Request for the meeting

Tonight, I wrote an email to one of the independent schools who informed me putting my daughter in the suitable candidate’s list. I request to meet the admission department director. I am waiting for the response.

 

Toronto, LA, Boston or London?

We are waiting for the notice from Toronto’s girl schools. We made the discussion today after the discussion. If not accepted by either of the girls schools, we will leave Canada and move to USA for better education for Nana. Which city is better?

Today one friend of mine told me that she would take her son back to Shanghai. After finish the primary school, they would move to London.

London, shall we think about it?

I has been so irritated recently. I am so stressful for Nana’s JK admission. My husband has been sick for about two weeks, but I found I has been neglected him and always show my dissatisfaction to him. Tomorrow he will go back to China to work. I feel so…guilty. Sorry honey.

How can I relieve and take it easy? Why am I so stressful? Because of Nana’s education plan? Or my future? Or something else?

Confused

Sometimes, I am confused. How to educate my daughter? what will she be? If I forget the private school, forget the co-curriculum, how happy should we be! Why should I let her or even force her to learn so many stuff? Did I ask her whether she like it or not? I didn’t…But if I didn’t send her to the extra-curriculum, will I hold up my child? It’s dilemma. But, what’s my life?

Start again

I am back. Since the first article in Feb. 14, 2014, I didn’t write anything. But now, I want to start it again to record my life, me, my daughter and my family.

Time flies so fast. Now my daughter, Nana, is 3 and half. “Terrible 2, horrible 3.” Yes, totally agree.

February is really hard month for me. On Feb. 3, I got the news from the independent schools. One private school puts my daughter in the waiting pool while another one put her in the shortlist for the 2nd round offer since I was told by the director that it is very competitive this year, with a high number of priority (siblings and alumnae) applications. And my daughter is in her shortlist since she is a good candidate. While anxious waited the 2nd round offer I took my daughter to the top girl school in Toronto for JK assessment and parent interview. There was no news from the private school on Monday. I got the reply on Tuesday when I wrote to them to ask how is the 2nd round offer going. “At this point all our JK offers have been accepted.  She will remain on our suitable candidates’ list in case someone who has accepted, declines.  Do keep in touch.  If nothing opens up for JK, please reapply for SK.” So disappointed. hum…

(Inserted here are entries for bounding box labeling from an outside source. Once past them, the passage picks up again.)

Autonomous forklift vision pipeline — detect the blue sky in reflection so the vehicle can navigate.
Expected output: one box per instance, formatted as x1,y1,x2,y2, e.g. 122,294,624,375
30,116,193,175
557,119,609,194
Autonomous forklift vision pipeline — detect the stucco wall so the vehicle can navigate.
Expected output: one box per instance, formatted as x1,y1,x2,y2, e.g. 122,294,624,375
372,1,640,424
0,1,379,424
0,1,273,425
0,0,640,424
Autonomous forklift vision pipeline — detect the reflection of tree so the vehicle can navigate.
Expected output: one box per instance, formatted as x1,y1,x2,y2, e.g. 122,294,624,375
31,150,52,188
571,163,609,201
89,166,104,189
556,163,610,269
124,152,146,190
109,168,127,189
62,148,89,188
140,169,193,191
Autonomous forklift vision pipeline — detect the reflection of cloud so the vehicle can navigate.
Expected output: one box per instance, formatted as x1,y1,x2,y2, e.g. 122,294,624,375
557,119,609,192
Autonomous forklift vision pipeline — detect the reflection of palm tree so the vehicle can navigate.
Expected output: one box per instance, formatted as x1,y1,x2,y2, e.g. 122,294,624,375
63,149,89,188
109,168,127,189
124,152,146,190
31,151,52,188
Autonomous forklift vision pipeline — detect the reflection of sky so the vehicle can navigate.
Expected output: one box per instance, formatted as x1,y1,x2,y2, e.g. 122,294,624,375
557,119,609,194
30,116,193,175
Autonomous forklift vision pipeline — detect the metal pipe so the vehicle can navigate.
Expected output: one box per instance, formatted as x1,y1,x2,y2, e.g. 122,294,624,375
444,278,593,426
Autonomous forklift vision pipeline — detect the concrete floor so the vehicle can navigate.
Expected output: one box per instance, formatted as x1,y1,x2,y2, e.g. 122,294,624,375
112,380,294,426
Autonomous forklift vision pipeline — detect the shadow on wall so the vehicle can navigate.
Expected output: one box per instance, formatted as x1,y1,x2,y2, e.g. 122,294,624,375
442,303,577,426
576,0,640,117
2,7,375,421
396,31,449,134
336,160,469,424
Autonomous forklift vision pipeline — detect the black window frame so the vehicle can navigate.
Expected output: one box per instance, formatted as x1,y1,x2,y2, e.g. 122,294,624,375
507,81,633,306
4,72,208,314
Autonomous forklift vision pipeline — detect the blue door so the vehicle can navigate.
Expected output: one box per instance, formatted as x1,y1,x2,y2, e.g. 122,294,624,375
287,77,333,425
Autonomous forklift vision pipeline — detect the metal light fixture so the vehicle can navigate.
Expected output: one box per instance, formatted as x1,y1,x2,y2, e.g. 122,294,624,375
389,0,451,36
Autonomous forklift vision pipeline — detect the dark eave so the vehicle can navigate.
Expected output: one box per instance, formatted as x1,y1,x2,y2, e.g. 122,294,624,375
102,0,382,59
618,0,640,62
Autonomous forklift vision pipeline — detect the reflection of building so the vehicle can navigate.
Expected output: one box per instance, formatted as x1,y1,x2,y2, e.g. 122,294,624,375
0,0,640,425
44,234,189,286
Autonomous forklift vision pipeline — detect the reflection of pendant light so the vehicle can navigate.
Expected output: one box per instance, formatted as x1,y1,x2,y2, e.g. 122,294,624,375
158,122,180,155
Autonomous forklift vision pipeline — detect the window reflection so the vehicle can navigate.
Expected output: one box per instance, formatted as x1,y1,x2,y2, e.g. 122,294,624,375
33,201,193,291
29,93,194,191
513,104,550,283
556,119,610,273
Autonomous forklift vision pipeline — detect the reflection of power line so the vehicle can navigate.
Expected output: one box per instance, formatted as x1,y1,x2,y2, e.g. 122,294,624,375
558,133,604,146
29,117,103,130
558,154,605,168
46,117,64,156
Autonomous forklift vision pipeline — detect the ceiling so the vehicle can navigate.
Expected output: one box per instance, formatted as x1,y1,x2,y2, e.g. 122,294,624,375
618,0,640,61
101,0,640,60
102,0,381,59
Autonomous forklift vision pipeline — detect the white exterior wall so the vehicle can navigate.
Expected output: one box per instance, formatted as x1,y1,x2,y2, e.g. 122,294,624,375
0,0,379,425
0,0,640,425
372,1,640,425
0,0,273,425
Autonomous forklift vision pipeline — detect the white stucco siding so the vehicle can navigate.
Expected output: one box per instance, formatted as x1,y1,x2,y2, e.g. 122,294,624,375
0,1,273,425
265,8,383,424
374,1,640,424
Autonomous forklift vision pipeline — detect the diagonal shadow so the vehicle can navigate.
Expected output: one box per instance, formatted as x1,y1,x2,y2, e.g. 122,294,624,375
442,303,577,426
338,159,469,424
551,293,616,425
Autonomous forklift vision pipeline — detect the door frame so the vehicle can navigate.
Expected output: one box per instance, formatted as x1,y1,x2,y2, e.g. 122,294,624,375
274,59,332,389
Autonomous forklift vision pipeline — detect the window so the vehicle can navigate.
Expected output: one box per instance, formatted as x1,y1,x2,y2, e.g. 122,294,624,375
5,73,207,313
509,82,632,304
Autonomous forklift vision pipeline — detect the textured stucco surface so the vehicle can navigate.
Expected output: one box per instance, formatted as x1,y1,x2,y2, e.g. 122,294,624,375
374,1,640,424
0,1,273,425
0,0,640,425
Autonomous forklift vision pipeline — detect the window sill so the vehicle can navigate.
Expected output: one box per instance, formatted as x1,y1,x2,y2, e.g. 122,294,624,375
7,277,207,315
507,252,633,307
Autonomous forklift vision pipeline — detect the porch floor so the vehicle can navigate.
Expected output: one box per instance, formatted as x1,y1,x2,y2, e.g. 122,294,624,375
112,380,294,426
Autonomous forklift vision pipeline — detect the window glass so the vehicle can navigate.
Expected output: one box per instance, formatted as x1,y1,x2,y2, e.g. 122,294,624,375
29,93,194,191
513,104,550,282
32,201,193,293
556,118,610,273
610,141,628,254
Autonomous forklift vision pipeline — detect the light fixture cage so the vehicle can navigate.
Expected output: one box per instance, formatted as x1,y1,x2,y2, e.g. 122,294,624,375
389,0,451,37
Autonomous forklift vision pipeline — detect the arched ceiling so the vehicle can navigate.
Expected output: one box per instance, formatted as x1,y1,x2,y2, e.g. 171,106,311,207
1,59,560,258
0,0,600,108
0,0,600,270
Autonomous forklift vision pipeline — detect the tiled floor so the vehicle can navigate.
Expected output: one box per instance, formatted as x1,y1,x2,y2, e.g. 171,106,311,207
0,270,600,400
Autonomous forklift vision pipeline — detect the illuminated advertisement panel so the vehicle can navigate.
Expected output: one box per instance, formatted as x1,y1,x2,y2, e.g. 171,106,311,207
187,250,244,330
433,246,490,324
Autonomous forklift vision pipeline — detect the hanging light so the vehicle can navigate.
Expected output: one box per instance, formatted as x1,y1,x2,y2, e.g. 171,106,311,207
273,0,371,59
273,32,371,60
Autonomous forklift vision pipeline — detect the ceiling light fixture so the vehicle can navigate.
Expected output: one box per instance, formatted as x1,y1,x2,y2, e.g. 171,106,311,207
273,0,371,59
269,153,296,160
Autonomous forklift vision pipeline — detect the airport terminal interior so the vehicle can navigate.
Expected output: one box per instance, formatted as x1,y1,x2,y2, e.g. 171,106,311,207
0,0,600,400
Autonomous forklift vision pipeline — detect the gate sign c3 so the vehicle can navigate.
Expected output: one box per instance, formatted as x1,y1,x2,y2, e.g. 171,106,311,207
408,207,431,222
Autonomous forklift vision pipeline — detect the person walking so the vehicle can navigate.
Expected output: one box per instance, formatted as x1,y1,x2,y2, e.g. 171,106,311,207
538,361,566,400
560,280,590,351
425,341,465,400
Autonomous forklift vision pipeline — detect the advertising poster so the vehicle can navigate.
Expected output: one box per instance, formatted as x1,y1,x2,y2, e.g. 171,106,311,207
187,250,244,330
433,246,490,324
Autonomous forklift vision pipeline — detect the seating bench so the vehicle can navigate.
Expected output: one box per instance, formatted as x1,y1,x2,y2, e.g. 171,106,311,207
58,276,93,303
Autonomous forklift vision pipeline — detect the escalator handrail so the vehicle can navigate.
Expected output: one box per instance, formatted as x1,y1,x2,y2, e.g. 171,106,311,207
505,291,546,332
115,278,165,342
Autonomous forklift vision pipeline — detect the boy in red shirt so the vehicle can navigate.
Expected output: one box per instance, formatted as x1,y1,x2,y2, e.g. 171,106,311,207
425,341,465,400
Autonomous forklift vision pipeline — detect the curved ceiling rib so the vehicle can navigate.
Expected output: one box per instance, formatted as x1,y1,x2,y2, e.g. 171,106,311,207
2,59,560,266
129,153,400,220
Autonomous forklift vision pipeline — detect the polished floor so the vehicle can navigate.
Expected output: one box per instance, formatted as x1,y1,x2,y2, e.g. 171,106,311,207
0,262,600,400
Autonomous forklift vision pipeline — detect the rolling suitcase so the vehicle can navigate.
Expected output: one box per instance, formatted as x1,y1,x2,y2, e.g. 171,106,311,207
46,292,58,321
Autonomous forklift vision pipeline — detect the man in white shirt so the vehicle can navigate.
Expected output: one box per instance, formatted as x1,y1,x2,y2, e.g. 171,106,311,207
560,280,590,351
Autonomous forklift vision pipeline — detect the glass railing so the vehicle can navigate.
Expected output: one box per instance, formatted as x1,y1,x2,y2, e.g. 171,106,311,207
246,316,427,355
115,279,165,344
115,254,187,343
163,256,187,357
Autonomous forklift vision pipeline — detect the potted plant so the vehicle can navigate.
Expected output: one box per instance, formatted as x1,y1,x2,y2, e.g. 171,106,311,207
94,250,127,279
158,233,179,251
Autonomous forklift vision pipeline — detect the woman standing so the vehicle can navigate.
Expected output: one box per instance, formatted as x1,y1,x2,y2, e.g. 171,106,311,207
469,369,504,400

What’s their criteria to accept the candidates? I really curious. I was told by a friend that one girl who both of us know has received both schools’ offers. But she is commonly recognized as not better even worse…She almost never joins the class happily in the drama and arts class, and sometimes just sits away for observing…never say hello to others, seldom interact with peers. So strange! But it seems that her mom found “Somebody” to refer her daughter…Is it important? Who is the “Somebody”? Alumni, or influencer?

Anyway, it is over and we have to move on…

I am waiting for the notice from the two girl schools from Toronto. All Toronto independent girls’ schools have agreed on Feb. 24 for offers. Wish my daughter and me good luck.

Today I read two articles about educations. One from a mom, who sent her son to the top independent school in London, the other from a successful student who was picked as the outstanding student by Claremont McKenna College. I am encouraged and inspired. Exciting is easy but consistently implementing is difficult.

I need to work out a plan, on how to educate my daughter in the coming SK applications to independent school, and, how to be myself. I don’t want to be lost. I am not only a mom.